Türkiye, NATO üyeliği için ilk başvurusunu savaş öncesinde CHP’nin iktidarda olduğu dönemde 11 Mayıs 1950’de yapmıştı. Sadece İtalya tarafından desteklenen bu başvurudan sonra DP’nin iktidara gelişi ve değişen dış politikayla beraber ikinci başvuru 1 Ağustos 1950’de yapıldı. DP döneminde yapılan bu başvurunun ardından ABD ile yakın bir diplomasi başlatıldı. Ancak başvuru ABD’de üyelikten ziyade Türkiye’ye; NATO’da bir danışmanlık statüsü verme, Doğu Akdeniz ve Ortadoğu’da bölgesel pakt kurma ve Türkiye’ye saldırıya izin verilmeyeceği konularında teminat verilmesi şeklinde değerlendirildi. 18 Eylül 1950’de NATO Dışişleri Bakanları toplantısında da Türkiye’nin pakta katılmasının mevcut durumda uygun olmadığı kararı çıktı.

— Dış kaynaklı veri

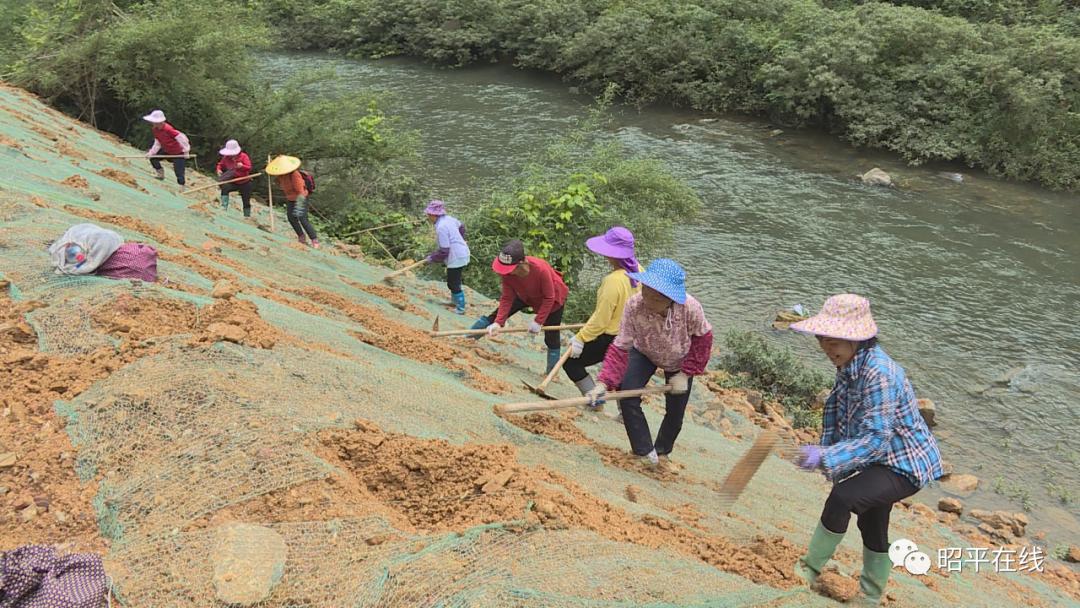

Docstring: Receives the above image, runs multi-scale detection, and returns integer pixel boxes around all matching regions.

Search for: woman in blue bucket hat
[563,226,642,405]
[586,259,713,464]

1950’nin ABD ile ilişkilerde önemli gündem maddelerinden biri de ekonomik yardımlardı. 30 Haziran 1950’ye kadar Türkiye’ye 558.000.000 dolar ABD yardımı yapılmıştı. Marshall Yardımı ile sağlanan malzeme ve teknik yardımlar, yeni üretim sahaları meydana getirilmesi bakımından önemli bir role sahipti. Bunun yanı sıra Türk Hava Kuvvetleri’nin modernizasyonu için başlatılan çalışmalar ABD ile eşzamanlı olarak yürütülecekti. ABD’nin Türkiye’ye olan askeri yardımı ise 1950 mali yılı boyunca yaklaşık 91.800.000 dolardı. Türkiye ve Yunanistan için 1950 mali yılı sonu itibarıyla askeri yardım için taahhüt edilen toplam fon yaklaşık olarak 252.900.000 dolardı. Aşırı savunma harcamaları, sert bir yatırım programı ve Bulgaristan’dan gelen Türk mültecilerin iskânından kaynaklanan olağandışı harcamalar bütçeye yük oluşturmaktaydı. Bu nedenle ABD’den 31.500.000 dolar/88.000.000 liralık ilave yardım talebinde bulunuldu. Türkiye ile ABD arasında yardım programlarının geliştirilmesi konusu sürekli olarak gündemi işgal ediyordu. Türk ordusunun kalabalık mevcudu ve yapılması düşünülen yatırımlar doğal olarak kabarık bir bütçeye ihtiyaç duymaktaydı. Enflasyon tehdidi de ABD yetkililer için bir endişe kaynağıydı. Bu şartlar içerisinde ABD’nin yeni mali yardımlar bulunması için çalışmalar yapılması kararlaştırıldı. Bu doğrultuda DP döneminde Türkiye-ABD ilişkilerinin ağırlık ekseni ekonomi üzerine olacaktı. Bu arada I. Menderes Hükümeti içerisinde beliren kabine bunalımı Menderes’in istifası ile sonuçlandı. II. Menderes Hükümeti 9 Mart 1951’de kuruldu.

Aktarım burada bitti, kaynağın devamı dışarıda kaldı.